Memories within Miss Aggie
Autres titres: Psychoses et fantasmes sexuels de Miss Aggie
Real: Gerard Damiano
Année: 1974
Origine: USA
Genre: X
Durée: 78mn
Acteurs: Deborah Ashira, Patrick L. Farelly, Kim Pope, Mary Stuart, Darby Lloyd Rains, Eric Edwards, Harry Reems, Ralph Herman, Christopher Kersen, Leo Zerba...
Résumé: Aggie, une vieille femme vivant seule dans sa ferme isolée de Pennsylvannie, raconte ses souvenirs érotiques de jeunesse à son amant lové dans son rocking chair. De la perte de sa virginité à ses diverses expériences sexuelles, on découvre le parcours d'Aggie. Mais tous ces souvenirs sont ils l'exacte vérité ou ne sont ils que les fantasmes issus du cerveau névrosé d'une femme qui a depuis longtemps perdu la raison? A moins que la vérité ne soit encore plus horrible...
Gerard Damiano est sans nul doute le réalisateur qui contribua le plus à donner au X ses lettres de noblesse en offrant quelques chef d'oeuvres prouvant ainsi qu'il était possible de marier le porno à d'autres genres de façon belle et intelligente. Malsain, glauque, pervers, scabreux voilà quelques adjectifs qui bien souvent qualifièrent son cinéma. Within the memories of Miss Aggie sans nul doute un de ses films les plus connus avec Waterpower ou Deep throat ne déroge pas à la règle même si à la brutalité des oeuvres citées plane cette fois durant tout le film un voile d'onirisme et de tristesse.
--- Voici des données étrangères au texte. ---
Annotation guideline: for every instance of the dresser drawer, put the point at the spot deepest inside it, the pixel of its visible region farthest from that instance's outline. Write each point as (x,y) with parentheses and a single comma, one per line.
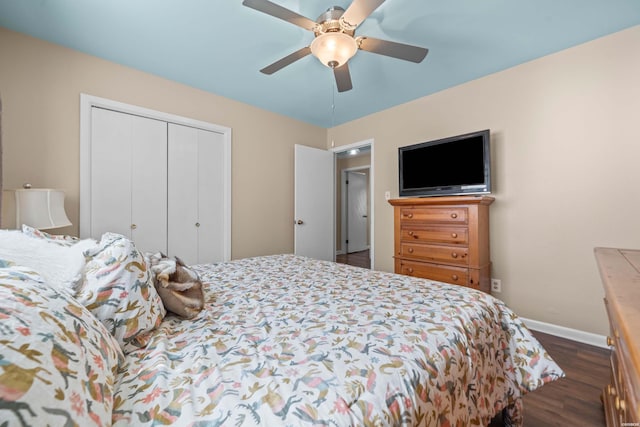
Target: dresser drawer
(435,234)
(455,255)
(458,215)
(439,273)
(624,389)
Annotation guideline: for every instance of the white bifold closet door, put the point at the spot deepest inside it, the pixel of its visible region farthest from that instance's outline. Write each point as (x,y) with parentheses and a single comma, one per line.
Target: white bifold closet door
(128,178)
(196,194)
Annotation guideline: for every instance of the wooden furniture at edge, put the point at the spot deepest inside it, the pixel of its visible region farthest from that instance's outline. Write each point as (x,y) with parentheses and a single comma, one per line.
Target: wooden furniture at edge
(620,273)
(444,239)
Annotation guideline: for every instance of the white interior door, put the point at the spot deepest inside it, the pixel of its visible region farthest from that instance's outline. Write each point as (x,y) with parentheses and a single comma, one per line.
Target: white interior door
(314,203)
(356,211)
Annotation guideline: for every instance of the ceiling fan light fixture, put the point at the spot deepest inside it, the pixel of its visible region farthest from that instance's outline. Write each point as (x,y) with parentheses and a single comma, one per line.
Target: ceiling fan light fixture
(334,49)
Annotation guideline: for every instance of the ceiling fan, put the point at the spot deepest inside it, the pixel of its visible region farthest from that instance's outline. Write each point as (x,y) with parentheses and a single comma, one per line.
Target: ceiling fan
(335,41)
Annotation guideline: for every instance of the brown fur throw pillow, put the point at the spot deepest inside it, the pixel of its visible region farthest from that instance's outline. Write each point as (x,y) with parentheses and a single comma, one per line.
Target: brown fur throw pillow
(179,287)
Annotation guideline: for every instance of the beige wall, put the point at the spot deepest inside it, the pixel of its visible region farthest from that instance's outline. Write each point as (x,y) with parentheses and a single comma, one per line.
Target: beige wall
(566,158)
(40,85)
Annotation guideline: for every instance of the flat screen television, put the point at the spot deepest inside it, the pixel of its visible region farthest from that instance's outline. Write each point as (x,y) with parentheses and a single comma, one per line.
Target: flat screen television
(456,165)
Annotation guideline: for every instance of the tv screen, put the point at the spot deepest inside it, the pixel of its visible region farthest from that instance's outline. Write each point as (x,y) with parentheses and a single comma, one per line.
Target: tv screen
(450,166)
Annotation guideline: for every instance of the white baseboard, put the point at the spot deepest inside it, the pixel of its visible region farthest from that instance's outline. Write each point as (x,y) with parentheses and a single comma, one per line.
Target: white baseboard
(568,333)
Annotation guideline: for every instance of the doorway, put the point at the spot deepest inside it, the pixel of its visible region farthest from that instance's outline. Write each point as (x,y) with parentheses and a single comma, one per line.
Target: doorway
(354,208)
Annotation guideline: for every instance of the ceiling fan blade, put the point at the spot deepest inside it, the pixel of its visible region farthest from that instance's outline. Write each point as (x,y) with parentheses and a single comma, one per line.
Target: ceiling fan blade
(343,78)
(289,59)
(283,13)
(395,50)
(359,10)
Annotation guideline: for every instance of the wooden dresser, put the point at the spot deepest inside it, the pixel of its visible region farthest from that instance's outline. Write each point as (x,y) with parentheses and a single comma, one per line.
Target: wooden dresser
(444,239)
(620,272)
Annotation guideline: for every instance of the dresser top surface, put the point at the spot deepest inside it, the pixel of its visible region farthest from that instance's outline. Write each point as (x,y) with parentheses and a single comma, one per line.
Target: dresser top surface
(443,200)
(620,273)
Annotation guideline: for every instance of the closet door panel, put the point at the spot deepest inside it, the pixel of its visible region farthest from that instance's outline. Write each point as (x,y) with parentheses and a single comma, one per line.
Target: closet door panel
(149,184)
(183,193)
(211,188)
(110,173)
(128,178)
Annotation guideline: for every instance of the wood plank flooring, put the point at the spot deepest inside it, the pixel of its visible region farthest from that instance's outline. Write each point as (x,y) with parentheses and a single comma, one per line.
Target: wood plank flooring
(357,259)
(570,401)
(575,399)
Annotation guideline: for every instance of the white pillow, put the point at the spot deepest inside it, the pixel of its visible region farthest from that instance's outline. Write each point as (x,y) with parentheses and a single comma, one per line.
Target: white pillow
(61,266)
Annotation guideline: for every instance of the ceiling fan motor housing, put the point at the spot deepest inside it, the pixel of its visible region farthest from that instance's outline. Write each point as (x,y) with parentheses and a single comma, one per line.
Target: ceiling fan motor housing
(334,44)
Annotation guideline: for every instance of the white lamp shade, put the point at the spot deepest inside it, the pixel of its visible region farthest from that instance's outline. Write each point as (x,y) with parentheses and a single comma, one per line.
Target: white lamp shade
(334,49)
(41,208)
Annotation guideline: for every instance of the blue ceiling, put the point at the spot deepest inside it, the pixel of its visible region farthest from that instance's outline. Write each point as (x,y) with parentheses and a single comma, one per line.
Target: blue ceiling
(220,45)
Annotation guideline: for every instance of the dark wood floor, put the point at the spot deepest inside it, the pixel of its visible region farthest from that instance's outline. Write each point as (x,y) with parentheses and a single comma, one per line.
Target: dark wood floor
(570,401)
(357,259)
(575,399)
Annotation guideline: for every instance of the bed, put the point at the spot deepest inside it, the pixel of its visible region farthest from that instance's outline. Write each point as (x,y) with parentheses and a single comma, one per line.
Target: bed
(283,340)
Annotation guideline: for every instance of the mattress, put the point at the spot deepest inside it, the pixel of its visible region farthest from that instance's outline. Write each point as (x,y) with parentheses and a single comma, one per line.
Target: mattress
(290,341)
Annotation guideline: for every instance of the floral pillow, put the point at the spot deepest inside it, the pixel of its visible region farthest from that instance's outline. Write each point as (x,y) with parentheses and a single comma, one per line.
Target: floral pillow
(118,289)
(58,239)
(58,363)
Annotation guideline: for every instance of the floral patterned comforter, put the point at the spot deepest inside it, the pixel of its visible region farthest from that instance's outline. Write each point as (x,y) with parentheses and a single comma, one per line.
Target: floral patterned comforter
(289,341)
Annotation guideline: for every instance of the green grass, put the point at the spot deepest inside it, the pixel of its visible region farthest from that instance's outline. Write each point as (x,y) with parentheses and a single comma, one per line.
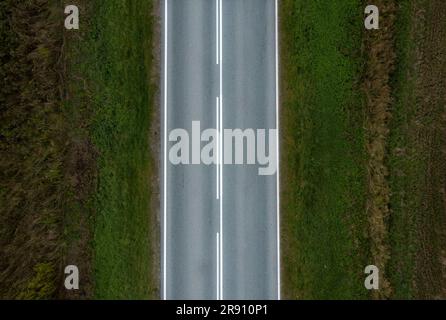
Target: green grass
(116,61)
(416,154)
(323,159)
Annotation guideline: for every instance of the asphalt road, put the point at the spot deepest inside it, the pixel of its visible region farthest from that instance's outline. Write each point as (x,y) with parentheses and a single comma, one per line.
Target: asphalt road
(219,222)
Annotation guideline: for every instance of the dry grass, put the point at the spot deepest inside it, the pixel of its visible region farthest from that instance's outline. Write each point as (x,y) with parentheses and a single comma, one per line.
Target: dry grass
(32,145)
(379,46)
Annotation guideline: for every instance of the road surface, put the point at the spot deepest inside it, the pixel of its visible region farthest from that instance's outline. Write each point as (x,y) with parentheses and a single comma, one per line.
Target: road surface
(219,222)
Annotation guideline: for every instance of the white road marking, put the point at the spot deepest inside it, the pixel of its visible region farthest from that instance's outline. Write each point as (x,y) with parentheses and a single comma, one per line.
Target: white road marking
(220,40)
(218,266)
(165,158)
(217,112)
(216,29)
(277,150)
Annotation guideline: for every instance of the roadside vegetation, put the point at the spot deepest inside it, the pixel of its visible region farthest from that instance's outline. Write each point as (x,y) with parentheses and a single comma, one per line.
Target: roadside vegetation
(78,150)
(363,149)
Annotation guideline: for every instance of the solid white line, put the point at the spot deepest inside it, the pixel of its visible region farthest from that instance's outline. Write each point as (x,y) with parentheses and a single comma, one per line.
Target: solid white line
(217,158)
(277,150)
(216,29)
(221,145)
(218,266)
(165,157)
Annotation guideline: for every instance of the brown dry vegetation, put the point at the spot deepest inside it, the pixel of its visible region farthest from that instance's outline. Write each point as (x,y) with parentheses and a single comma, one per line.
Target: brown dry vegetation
(45,170)
(379,45)
(418,155)
(32,140)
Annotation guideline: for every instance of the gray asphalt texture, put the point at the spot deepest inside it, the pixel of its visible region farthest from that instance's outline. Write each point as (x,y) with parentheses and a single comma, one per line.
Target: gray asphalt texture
(249,200)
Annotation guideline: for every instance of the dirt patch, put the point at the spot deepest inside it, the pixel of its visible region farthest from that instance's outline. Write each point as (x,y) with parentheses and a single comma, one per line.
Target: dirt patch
(379,45)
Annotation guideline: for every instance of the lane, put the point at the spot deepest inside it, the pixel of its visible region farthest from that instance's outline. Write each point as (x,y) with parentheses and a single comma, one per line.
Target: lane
(250,245)
(191,206)
(220,223)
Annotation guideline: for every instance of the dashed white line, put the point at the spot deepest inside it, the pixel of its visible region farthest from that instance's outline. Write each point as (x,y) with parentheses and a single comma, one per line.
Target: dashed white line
(165,157)
(217,29)
(218,266)
(277,150)
(221,142)
(217,166)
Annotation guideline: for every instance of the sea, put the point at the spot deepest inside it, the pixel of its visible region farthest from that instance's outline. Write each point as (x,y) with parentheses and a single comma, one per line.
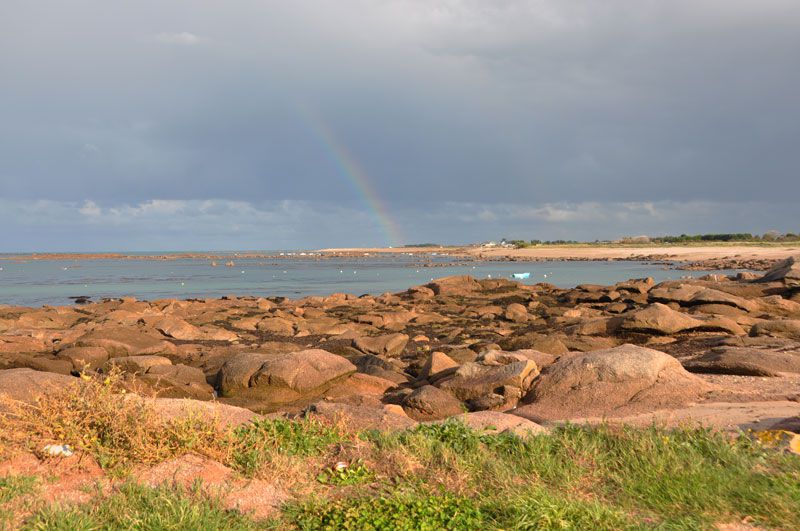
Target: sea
(26,281)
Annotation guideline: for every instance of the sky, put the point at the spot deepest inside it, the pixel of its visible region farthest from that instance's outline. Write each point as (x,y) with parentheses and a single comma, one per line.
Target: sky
(258,124)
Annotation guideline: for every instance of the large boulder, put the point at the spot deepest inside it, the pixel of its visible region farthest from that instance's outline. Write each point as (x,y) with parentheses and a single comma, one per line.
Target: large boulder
(661,319)
(177,328)
(611,382)
(431,403)
(456,285)
(280,379)
(124,341)
(156,375)
(26,385)
(85,357)
(780,328)
(482,382)
(387,345)
(787,272)
(438,365)
(745,362)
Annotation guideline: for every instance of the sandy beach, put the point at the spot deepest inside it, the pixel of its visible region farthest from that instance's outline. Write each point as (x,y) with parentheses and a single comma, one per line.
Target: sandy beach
(598,252)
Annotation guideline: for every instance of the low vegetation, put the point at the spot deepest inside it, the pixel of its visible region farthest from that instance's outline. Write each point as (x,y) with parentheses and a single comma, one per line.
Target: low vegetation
(435,476)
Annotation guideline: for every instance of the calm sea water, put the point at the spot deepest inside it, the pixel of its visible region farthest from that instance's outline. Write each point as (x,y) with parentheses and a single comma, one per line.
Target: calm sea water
(34,283)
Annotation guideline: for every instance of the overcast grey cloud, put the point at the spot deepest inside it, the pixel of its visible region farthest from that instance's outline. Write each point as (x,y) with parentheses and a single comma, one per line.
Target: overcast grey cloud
(198,123)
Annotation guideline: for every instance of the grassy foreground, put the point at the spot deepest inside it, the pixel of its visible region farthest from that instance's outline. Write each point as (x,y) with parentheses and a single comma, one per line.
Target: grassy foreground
(443,476)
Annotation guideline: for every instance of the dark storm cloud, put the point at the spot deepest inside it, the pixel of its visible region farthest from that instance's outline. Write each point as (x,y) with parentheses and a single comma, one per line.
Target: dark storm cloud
(496,104)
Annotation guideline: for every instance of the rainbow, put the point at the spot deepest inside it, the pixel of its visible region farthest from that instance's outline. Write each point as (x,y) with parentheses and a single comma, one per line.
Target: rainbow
(355,175)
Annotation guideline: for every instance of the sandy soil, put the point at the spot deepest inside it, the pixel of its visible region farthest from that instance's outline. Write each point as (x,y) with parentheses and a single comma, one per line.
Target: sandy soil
(588,252)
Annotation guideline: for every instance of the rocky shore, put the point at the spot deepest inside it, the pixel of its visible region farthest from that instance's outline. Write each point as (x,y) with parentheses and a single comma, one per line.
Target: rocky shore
(458,344)
(117,409)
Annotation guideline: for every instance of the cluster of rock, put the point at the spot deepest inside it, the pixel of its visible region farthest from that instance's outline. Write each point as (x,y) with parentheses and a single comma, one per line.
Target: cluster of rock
(456,345)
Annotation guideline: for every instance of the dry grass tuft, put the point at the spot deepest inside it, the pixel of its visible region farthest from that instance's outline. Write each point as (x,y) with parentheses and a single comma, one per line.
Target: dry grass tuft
(100,417)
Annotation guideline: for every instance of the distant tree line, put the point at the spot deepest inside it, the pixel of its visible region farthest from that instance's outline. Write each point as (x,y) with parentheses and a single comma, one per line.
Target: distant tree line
(769,236)
(530,243)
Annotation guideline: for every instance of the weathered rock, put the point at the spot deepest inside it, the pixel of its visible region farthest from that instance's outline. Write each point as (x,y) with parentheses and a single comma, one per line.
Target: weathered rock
(178,329)
(431,403)
(456,285)
(359,384)
(88,357)
(357,417)
(611,382)
(387,345)
(787,272)
(691,294)
(549,344)
(595,327)
(783,328)
(516,313)
(745,362)
(277,326)
(121,341)
(473,380)
(26,385)
(438,365)
(137,364)
(659,319)
(376,366)
(636,285)
(283,378)
(177,381)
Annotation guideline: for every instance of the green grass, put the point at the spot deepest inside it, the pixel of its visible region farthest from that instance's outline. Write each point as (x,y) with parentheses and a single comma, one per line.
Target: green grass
(137,507)
(256,442)
(355,473)
(440,475)
(15,486)
(683,478)
(396,511)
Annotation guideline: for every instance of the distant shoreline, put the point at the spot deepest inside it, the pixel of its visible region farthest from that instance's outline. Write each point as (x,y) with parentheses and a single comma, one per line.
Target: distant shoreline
(688,252)
(577,252)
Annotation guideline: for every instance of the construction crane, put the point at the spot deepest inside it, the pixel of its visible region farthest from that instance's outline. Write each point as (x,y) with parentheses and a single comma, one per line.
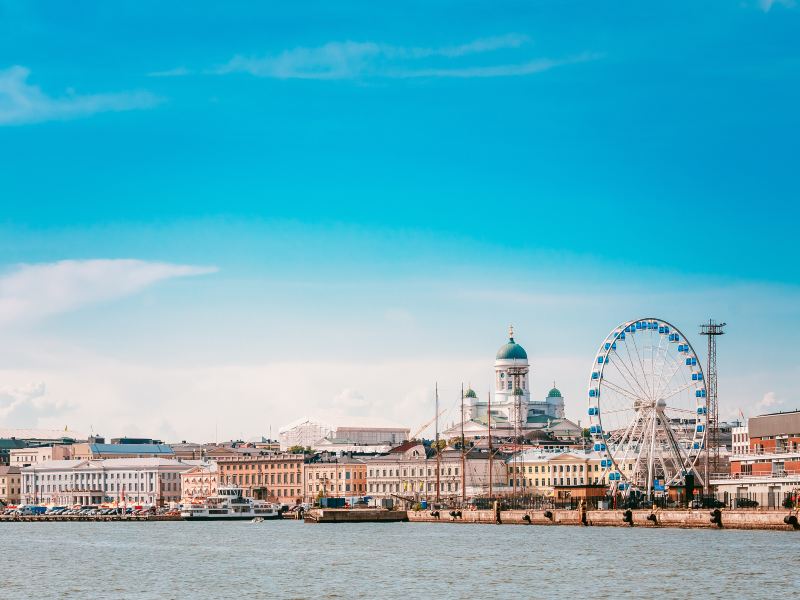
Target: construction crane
(426,425)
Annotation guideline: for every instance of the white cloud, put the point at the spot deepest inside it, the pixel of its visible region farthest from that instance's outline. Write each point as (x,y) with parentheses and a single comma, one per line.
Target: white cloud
(24,406)
(32,292)
(21,102)
(769,401)
(352,60)
(512,70)
(176,72)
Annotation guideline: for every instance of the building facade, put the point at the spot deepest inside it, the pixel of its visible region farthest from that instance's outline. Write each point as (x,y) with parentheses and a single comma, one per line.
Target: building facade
(740,440)
(10,484)
(25,457)
(198,483)
(262,474)
(94,451)
(409,473)
(122,481)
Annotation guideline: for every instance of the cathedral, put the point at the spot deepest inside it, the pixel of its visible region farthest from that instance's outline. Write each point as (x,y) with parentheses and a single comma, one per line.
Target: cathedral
(512,410)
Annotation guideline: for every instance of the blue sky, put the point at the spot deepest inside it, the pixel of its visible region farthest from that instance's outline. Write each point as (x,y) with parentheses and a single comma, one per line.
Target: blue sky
(322,209)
Miss Aggie est une oeuvre austère, froide qui visite les confins de la folie, embrasse les psychoses d'une femme vieillissante qui vit recluse quelque part dans une ferme isolée dans la campagne hivernale de Pennsylvanie. Déchirée entre ses fantasmes et une réalité qu'elle fuit depuis l'adolescence, elle se nourrit de ses rêves érotiques. De prime abord, Aggie est une vieille fille des plus charmantes au regard triste, perdue dans ses souvenirs de jeunesse qu'elle raconte à son amant lové dans un vieux rocking chair.
Le film se divise en trois segments soit trois histoires, trois étapes de la vie sexuelle d'Aggie.
Le premier nous montre comment Aggie a perdu sa virginité lorsqu'elle était une belle jeune fille blonde et innocente qui préparait avec amour et tendresse cet instant capital de sa vie de jeune femme. Damiano de par cette atmosphère feutrée qu'il parvient à instaurer, cette douceur et cette pureté quasi angélique qui émanent des images traduit à la perfection les attentes d'Aggie.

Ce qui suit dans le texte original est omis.